On Thu, Oct 24, 2019 at 2:20 AM Steven D'Aprano <st...@pearwood.info> wrote:
> Hand-writing repetitive, dumb, mechanical code is an anti-pattern. I'm
> sure that, somewhere out there, there's a coder who prefers to write:
>
>     [mylist[1], mylist[2], mylist[3], mylist[4], mylist[5]]
>
> instead of the obvious slice, but most of us didn't become programmers
> because we love the tedious, repetitive boilerplate.
>

Siiiiiiiigh... that one actually strikes home with me. Some of my
non-Python coding is in a language called SourcePawn, which doesn't
have any sort of "bulk operations" like slicing or *args or anything.
So I might have code like this:

SmokeLog("[%d-A] Smoke (%.2f, %.2f, %.2f) - (%.2f, %.2f)",
    client, pos[0], pos[1], pos[2], angle[0], angle[1]);

where "pos" and "angle" are vectors - arrays of three floating-point
values. In Python, a Vector would be directly stringifiable, of
course, but even if not, you could at least say *pos,*angle.

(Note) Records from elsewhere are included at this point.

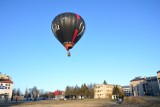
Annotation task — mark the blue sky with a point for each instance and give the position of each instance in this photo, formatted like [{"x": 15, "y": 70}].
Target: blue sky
[{"x": 121, "y": 42}]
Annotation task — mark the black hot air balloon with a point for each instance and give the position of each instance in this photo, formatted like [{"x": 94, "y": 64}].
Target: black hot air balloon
[{"x": 68, "y": 28}]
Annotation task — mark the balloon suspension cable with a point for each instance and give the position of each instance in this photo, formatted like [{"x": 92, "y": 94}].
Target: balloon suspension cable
[{"x": 69, "y": 54}]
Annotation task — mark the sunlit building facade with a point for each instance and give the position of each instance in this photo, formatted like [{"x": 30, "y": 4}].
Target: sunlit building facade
[{"x": 6, "y": 87}]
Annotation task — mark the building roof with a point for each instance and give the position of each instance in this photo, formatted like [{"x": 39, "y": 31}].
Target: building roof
[
  {"x": 6, "y": 81},
  {"x": 137, "y": 79}
]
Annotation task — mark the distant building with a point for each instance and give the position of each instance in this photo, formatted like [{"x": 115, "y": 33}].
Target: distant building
[
  {"x": 103, "y": 90},
  {"x": 141, "y": 86},
  {"x": 158, "y": 79},
  {"x": 59, "y": 94},
  {"x": 126, "y": 90},
  {"x": 6, "y": 86}
]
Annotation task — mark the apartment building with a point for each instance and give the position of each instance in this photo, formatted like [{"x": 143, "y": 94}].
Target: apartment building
[
  {"x": 158, "y": 79},
  {"x": 127, "y": 90},
  {"x": 103, "y": 90},
  {"x": 141, "y": 86},
  {"x": 6, "y": 86}
]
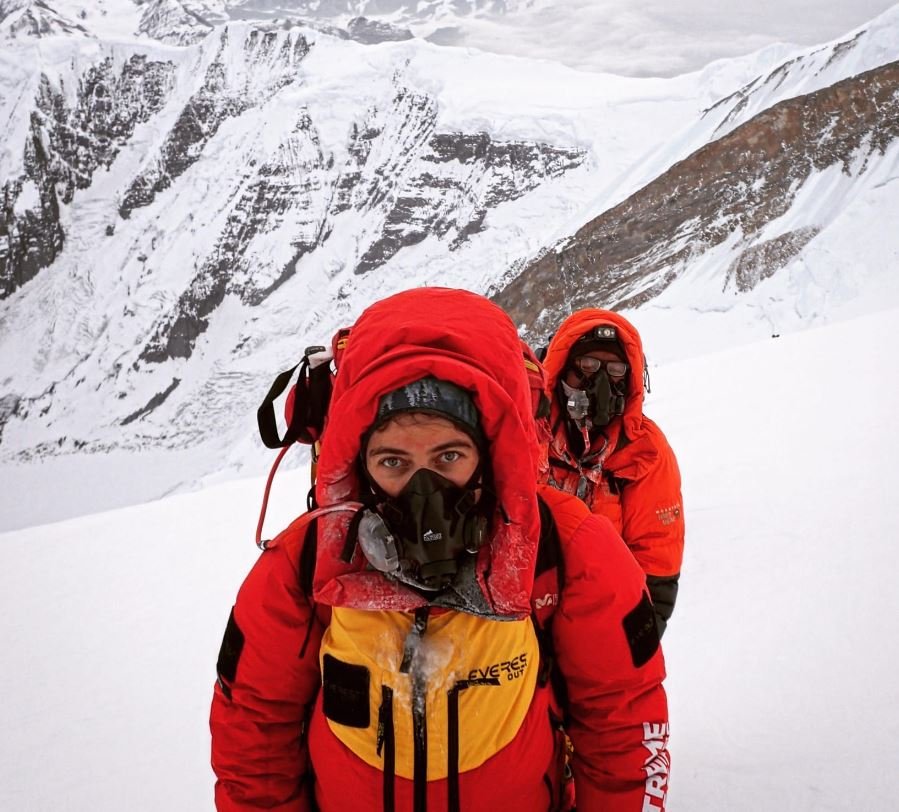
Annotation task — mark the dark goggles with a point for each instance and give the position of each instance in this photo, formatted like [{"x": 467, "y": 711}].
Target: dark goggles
[{"x": 590, "y": 366}]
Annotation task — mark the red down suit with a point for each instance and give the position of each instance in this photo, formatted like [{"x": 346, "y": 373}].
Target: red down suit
[
  {"x": 315, "y": 707},
  {"x": 629, "y": 474}
]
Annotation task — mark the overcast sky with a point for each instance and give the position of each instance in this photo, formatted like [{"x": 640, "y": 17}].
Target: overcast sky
[{"x": 659, "y": 37}]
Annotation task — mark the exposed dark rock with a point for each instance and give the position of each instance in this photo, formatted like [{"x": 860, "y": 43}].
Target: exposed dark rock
[
  {"x": 371, "y": 32},
  {"x": 157, "y": 400},
  {"x": 463, "y": 176},
  {"x": 731, "y": 187},
  {"x": 273, "y": 197},
  {"x": 205, "y": 111},
  {"x": 65, "y": 149},
  {"x": 9, "y": 406},
  {"x": 764, "y": 259}
]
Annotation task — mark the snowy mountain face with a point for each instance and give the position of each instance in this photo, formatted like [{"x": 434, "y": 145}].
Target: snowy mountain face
[{"x": 180, "y": 218}]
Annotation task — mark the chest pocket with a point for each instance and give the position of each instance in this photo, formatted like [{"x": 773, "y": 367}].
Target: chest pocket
[
  {"x": 606, "y": 501},
  {"x": 430, "y": 699}
]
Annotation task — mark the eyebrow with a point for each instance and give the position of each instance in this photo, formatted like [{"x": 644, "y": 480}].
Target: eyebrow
[{"x": 400, "y": 452}]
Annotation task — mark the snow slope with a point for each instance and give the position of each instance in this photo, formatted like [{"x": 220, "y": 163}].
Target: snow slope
[{"x": 781, "y": 654}]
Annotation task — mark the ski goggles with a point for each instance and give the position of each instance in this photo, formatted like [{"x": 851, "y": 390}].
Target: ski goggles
[{"x": 590, "y": 366}]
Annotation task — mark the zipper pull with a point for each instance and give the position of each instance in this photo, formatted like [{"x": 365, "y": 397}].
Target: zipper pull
[
  {"x": 581, "y": 492},
  {"x": 381, "y": 730}
]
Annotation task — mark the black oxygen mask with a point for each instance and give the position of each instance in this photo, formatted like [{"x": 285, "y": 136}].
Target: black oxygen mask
[
  {"x": 595, "y": 403},
  {"x": 421, "y": 535}
]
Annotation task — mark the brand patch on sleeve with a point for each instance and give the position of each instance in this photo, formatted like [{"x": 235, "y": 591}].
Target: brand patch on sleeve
[
  {"x": 229, "y": 655},
  {"x": 345, "y": 698},
  {"x": 641, "y": 631}
]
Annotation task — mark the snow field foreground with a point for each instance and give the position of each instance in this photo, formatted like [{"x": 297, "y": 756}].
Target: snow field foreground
[{"x": 781, "y": 653}]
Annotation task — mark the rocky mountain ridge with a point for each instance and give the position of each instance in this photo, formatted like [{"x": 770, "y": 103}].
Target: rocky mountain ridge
[
  {"x": 179, "y": 220},
  {"x": 734, "y": 190}
]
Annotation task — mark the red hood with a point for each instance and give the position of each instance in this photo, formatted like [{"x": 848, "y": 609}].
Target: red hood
[
  {"x": 581, "y": 322},
  {"x": 456, "y": 336}
]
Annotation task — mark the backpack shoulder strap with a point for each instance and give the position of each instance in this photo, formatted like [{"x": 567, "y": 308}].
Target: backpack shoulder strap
[{"x": 549, "y": 576}]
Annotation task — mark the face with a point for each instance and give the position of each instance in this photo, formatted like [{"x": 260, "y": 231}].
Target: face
[
  {"x": 572, "y": 378},
  {"x": 411, "y": 441}
]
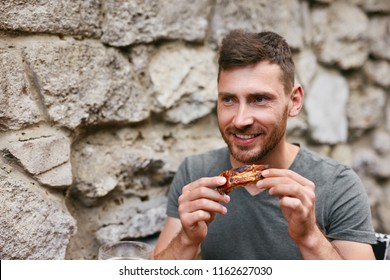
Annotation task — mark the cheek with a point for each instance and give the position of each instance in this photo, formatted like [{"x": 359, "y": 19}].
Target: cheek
[{"x": 224, "y": 117}]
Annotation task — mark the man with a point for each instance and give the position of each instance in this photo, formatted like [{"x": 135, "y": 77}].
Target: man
[{"x": 306, "y": 207}]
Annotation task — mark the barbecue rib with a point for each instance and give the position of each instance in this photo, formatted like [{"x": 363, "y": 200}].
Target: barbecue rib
[{"x": 240, "y": 177}]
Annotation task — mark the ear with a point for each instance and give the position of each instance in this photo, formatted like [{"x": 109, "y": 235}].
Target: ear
[{"x": 296, "y": 100}]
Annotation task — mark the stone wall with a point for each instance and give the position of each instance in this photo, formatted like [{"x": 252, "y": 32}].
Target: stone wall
[{"x": 100, "y": 100}]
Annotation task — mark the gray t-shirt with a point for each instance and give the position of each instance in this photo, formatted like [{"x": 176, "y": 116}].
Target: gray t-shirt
[{"x": 254, "y": 227}]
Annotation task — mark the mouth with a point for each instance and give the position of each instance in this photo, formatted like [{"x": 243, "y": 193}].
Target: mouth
[{"x": 245, "y": 136}]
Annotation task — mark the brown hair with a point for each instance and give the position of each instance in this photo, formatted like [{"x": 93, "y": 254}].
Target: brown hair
[{"x": 240, "y": 48}]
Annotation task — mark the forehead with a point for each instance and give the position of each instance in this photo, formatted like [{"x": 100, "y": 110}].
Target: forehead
[{"x": 261, "y": 77}]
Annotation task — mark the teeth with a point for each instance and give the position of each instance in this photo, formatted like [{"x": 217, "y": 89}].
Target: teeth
[{"x": 242, "y": 136}]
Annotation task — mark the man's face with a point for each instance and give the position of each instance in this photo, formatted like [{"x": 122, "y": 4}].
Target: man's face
[{"x": 252, "y": 111}]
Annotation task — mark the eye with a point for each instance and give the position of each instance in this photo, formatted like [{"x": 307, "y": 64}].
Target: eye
[
  {"x": 260, "y": 99},
  {"x": 227, "y": 100}
]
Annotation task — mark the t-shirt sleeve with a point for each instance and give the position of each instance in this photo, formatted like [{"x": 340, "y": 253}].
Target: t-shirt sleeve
[
  {"x": 349, "y": 215},
  {"x": 180, "y": 179}
]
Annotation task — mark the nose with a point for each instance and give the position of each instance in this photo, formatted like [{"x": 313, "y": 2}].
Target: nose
[{"x": 243, "y": 117}]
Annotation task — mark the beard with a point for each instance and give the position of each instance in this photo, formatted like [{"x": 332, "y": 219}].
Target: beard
[{"x": 255, "y": 154}]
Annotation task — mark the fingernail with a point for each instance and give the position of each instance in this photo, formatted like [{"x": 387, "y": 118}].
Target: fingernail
[
  {"x": 224, "y": 210},
  {"x": 222, "y": 180},
  {"x": 264, "y": 173}
]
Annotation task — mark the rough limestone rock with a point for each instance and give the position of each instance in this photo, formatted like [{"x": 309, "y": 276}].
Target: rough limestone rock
[
  {"x": 129, "y": 21},
  {"x": 379, "y": 36},
  {"x": 378, "y": 72},
  {"x": 339, "y": 32},
  {"x": 34, "y": 224},
  {"x": 326, "y": 108},
  {"x": 186, "y": 87},
  {"x": 17, "y": 107},
  {"x": 47, "y": 157},
  {"x": 84, "y": 83},
  {"x": 257, "y": 16},
  {"x": 365, "y": 108},
  {"x": 68, "y": 17}
]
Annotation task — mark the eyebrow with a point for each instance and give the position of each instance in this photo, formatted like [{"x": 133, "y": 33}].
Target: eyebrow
[{"x": 252, "y": 94}]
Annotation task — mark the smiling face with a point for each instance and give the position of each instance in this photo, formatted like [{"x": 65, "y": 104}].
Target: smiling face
[{"x": 252, "y": 111}]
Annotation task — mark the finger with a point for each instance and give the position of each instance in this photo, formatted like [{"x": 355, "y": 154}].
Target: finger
[
  {"x": 204, "y": 193},
  {"x": 203, "y": 204},
  {"x": 209, "y": 182},
  {"x": 189, "y": 219},
  {"x": 274, "y": 172}
]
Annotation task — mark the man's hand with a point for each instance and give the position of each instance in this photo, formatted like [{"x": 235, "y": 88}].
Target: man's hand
[
  {"x": 198, "y": 205},
  {"x": 296, "y": 200}
]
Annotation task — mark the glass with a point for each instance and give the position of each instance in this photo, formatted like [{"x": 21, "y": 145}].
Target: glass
[{"x": 125, "y": 250}]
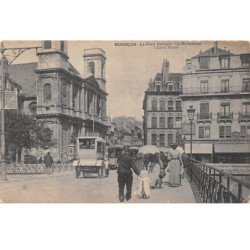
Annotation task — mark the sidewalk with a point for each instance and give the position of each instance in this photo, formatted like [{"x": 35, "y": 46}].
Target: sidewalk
[
  {"x": 23, "y": 177},
  {"x": 166, "y": 194}
]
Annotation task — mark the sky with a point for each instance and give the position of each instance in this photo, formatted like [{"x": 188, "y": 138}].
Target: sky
[{"x": 129, "y": 68}]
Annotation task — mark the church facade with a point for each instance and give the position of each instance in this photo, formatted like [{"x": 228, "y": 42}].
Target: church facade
[{"x": 68, "y": 103}]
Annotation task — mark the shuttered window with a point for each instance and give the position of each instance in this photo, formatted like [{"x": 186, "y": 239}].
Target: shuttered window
[
  {"x": 154, "y": 139},
  {"x": 154, "y": 104},
  {"x": 162, "y": 122},
  {"x": 162, "y": 140},
  {"x": 170, "y": 139},
  {"x": 154, "y": 122},
  {"x": 162, "y": 105},
  {"x": 170, "y": 122}
]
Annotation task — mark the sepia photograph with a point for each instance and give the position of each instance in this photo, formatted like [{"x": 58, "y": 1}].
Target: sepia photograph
[{"x": 125, "y": 121}]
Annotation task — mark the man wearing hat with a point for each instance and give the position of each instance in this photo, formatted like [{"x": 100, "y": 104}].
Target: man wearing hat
[
  {"x": 125, "y": 175},
  {"x": 48, "y": 161}
]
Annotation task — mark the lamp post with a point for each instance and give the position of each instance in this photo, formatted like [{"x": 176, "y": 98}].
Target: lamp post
[
  {"x": 14, "y": 54},
  {"x": 191, "y": 112}
]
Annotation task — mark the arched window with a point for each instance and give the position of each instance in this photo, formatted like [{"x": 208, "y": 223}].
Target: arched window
[
  {"x": 91, "y": 67},
  {"x": 154, "y": 122},
  {"x": 178, "y": 105},
  {"x": 170, "y": 122},
  {"x": 32, "y": 108},
  {"x": 178, "y": 122},
  {"x": 102, "y": 70},
  {"x": 170, "y": 139},
  {"x": 47, "y": 44},
  {"x": 154, "y": 104},
  {"x": 162, "y": 140},
  {"x": 154, "y": 139},
  {"x": 162, "y": 105},
  {"x": 47, "y": 92},
  {"x": 62, "y": 45},
  {"x": 162, "y": 122},
  {"x": 170, "y": 105}
]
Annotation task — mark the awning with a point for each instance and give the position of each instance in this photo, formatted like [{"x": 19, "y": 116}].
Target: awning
[
  {"x": 199, "y": 148},
  {"x": 232, "y": 148}
]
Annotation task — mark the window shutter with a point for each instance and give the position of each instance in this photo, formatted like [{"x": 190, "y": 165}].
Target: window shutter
[
  {"x": 201, "y": 132},
  {"x": 243, "y": 131},
  {"x": 222, "y": 132},
  {"x": 228, "y": 131}
]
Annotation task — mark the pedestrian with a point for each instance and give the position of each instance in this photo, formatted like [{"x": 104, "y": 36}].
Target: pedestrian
[
  {"x": 154, "y": 170},
  {"x": 175, "y": 166},
  {"x": 125, "y": 175},
  {"x": 48, "y": 161},
  {"x": 40, "y": 160},
  {"x": 143, "y": 189},
  {"x": 141, "y": 162}
]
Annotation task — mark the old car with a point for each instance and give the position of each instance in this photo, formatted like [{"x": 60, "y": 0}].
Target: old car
[
  {"x": 90, "y": 156},
  {"x": 113, "y": 153}
]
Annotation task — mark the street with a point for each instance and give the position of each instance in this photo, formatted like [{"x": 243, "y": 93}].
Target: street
[{"x": 64, "y": 188}]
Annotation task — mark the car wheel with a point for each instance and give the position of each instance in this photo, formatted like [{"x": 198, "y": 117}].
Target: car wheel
[
  {"x": 107, "y": 172},
  {"x": 77, "y": 173},
  {"x": 100, "y": 172}
]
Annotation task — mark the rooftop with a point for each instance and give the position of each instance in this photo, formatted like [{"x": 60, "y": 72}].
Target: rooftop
[{"x": 214, "y": 52}]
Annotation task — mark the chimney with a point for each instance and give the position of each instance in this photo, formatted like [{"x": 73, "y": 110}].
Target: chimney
[
  {"x": 165, "y": 69},
  {"x": 215, "y": 47}
]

So if someone is coming from a background in languages that can't do
this sort of thing, then yes, Python's way doesn't "look like what it
does". Quite frankly, that's a feature, not a flaw. It looks like what
the programmer intends, instead of looking like what mechanically
happens on the fly. We don't write code that looks like "push this
value onto the stack, push that value onto the stack, add the top two
values and leave the result on the stack", even though that's how
CPython byte code works. We write code that says "a + b", because
that's the programmer's intention.

If your intention is to iterate over a series of words, you do not
need all the mechanical boilerplate of constructing a list and
properly delimiting all the pieces. In Python, we don't iterate over
numbers by saying "start at 5, continue so long as we're below 20, and
add 1 every time". We say "iterate over range(5, 20)". And Python is
better for having that. (Trust me, I've messed up C-style for loops
enough times to be 100% certain of that.) You might argue that a
blank-separated words notation is unnecessary, but it should be
obvious that it's a valid way of expressing *programmer intention*.